EDTA, What it is, and why I avoid it.

EDTA is a synthetic chelating agent: ethylenediaminetetraacetic acid. Often listed as Disodium EDTA. Used in cosmetics, body care products, even foods as a stabilizer/preservative to bind metals and prevent oxidation or spoilage.
My main issue: it binds to essential nutrients and minerals your skin and hair actually need.
EDTA grabs onto trace minerals like zinc, copper, calcium, magnesium. These are crucial for healthy skin barrier, scalp health, hair growth, wound healing. When applied topically (shampoo, conditioner, cream), it chelates them right at the surface → local depletion where the product contacts skin/scalp.

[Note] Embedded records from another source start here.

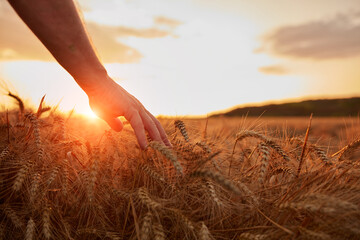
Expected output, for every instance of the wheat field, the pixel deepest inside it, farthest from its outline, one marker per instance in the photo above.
(65, 177)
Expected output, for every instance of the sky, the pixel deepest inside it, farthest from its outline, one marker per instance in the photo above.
(194, 57)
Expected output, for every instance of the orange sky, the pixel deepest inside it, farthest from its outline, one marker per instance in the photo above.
(194, 57)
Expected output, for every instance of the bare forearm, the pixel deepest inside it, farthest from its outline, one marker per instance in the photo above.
(58, 26)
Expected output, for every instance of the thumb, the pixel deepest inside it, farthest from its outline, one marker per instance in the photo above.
(115, 124)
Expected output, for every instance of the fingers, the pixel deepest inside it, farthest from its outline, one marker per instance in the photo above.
(138, 126)
(161, 130)
(150, 126)
(114, 123)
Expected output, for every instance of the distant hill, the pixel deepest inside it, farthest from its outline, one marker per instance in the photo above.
(321, 107)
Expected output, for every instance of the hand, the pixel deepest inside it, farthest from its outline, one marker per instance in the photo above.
(110, 101)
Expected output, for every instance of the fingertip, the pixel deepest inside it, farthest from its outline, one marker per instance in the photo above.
(115, 124)
(168, 143)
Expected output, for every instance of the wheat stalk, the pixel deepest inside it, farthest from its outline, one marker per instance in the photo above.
(264, 161)
(10, 213)
(146, 227)
(204, 233)
(5, 152)
(313, 235)
(34, 186)
(158, 231)
(46, 223)
(251, 236)
(30, 230)
(212, 192)
(36, 130)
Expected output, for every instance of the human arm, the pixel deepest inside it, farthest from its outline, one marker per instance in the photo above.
(58, 26)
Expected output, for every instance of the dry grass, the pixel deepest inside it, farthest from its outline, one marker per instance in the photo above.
(67, 178)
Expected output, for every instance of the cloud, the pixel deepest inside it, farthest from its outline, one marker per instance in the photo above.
(17, 42)
(274, 70)
(337, 37)
(161, 20)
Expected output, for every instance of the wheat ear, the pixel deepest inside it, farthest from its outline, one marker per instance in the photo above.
(348, 149)
(21, 175)
(146, 199)
(181, 126)
(217, 178)
(168, 154)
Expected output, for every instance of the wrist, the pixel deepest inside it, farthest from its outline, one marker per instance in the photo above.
(93, 80)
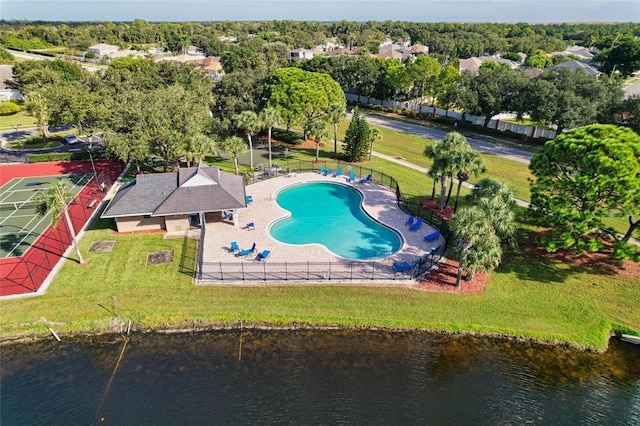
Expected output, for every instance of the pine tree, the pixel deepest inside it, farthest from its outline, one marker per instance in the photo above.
(357, 138)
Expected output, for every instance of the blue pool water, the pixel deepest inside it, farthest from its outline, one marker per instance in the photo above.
(331, 215)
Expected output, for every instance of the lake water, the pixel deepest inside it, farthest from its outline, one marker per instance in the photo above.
(313, 378)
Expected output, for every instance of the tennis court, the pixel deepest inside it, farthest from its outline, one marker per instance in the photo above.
(20, 226)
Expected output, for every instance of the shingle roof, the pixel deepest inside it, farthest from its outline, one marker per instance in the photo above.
(142, 196)
(191, 190)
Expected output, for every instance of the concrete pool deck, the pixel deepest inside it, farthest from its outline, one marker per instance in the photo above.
(379, 202)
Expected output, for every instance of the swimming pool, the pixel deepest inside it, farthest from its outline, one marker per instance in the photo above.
(331, 214)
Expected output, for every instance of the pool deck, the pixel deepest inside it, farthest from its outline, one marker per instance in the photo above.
(379, 202)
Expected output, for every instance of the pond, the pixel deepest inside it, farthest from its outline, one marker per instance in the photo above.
(315, 377)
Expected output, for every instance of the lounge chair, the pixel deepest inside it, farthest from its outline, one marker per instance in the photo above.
(264, 255)
(432, 236)
(247, 252)
(365, 180)
(417, 225)
(401, 267)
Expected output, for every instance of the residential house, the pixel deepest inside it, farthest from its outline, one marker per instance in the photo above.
(575, 65)
(181, 59)
(102, 49)
(193, 51)
(213, 67)
(301, 54)
(176, 201)
(8, 86)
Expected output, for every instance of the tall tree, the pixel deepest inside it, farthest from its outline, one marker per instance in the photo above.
(234, 146)
(376, 135)
(56, 199)
(38, 106)
(270, 117)
(357, 137)
(197, 147)
(467, 162)
(476, 245)
(251, 124)
(445, 155)
(318, 130)
(582, 177)
(335, 114)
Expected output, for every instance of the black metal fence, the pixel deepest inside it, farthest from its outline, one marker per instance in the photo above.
(339, 271)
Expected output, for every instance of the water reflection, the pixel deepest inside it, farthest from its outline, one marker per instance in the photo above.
(316, 377)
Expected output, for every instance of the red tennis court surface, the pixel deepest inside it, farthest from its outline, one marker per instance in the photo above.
(25, 274)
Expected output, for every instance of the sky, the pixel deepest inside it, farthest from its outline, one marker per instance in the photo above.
(531, 11)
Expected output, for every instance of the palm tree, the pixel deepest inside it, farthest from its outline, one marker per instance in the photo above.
(37, 106)
(471, 228)
(270, 117)
(56, 199)
(468, 162)
(251, 124)
(445, 154)
(376, 135)
(234, 146)
(335, 113)
(497, 200)
(317, 129)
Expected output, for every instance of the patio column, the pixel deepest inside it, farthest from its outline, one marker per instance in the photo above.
(236, 222)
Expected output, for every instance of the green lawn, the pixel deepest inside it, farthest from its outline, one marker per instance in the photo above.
(528, 296)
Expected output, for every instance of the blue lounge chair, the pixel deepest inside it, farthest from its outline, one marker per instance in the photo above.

Imagine a shampoo or serum with added minerals/nutrients for hair growth or scalp repair. EDTA in the formula binds those good ones before they can benefit you. The beneficial ingredients get discounted or neutralized on contact.
Topically, it's worse because EDTA targets calcium, a key element holding skin cells together via tight junctions and adhesion proteins. By chelating calcium, it weakens the skin's natural barrier structure → opens pathways (disrupts intercellular lipids/junctions slightly).
This makes the skin more permeable overall.
So you get the opposite of what you want:
  • Good minerals/nutrients you need get bound and unavailable.
  • Barrier gets compromised → unwanted ingredients, byproducts, or contaminants in the product (or even from water/environment) absorb more easily.
It's counterproductive: depletes the beneficials while letting in the potentially harmful stuff.
Short-term effects: can lead to irritation, dryness, redness, burning, or sensitization (eczema-like reactions with repeated use). Long-term: chronic local mineral imbalance may slow barrier repair/healing. Systemic absorption through intact skin is low, but repeated application on compromised skin adds up.
Regulations cap it pretty low, but if you're using multiple products daily, exposure accumulates.
Anyhow, that is why I would avoid it, i don't see any benefits to using it. Of course do your own research and decide for yourself... There are many brands who list they don't use EDTA which I think is great.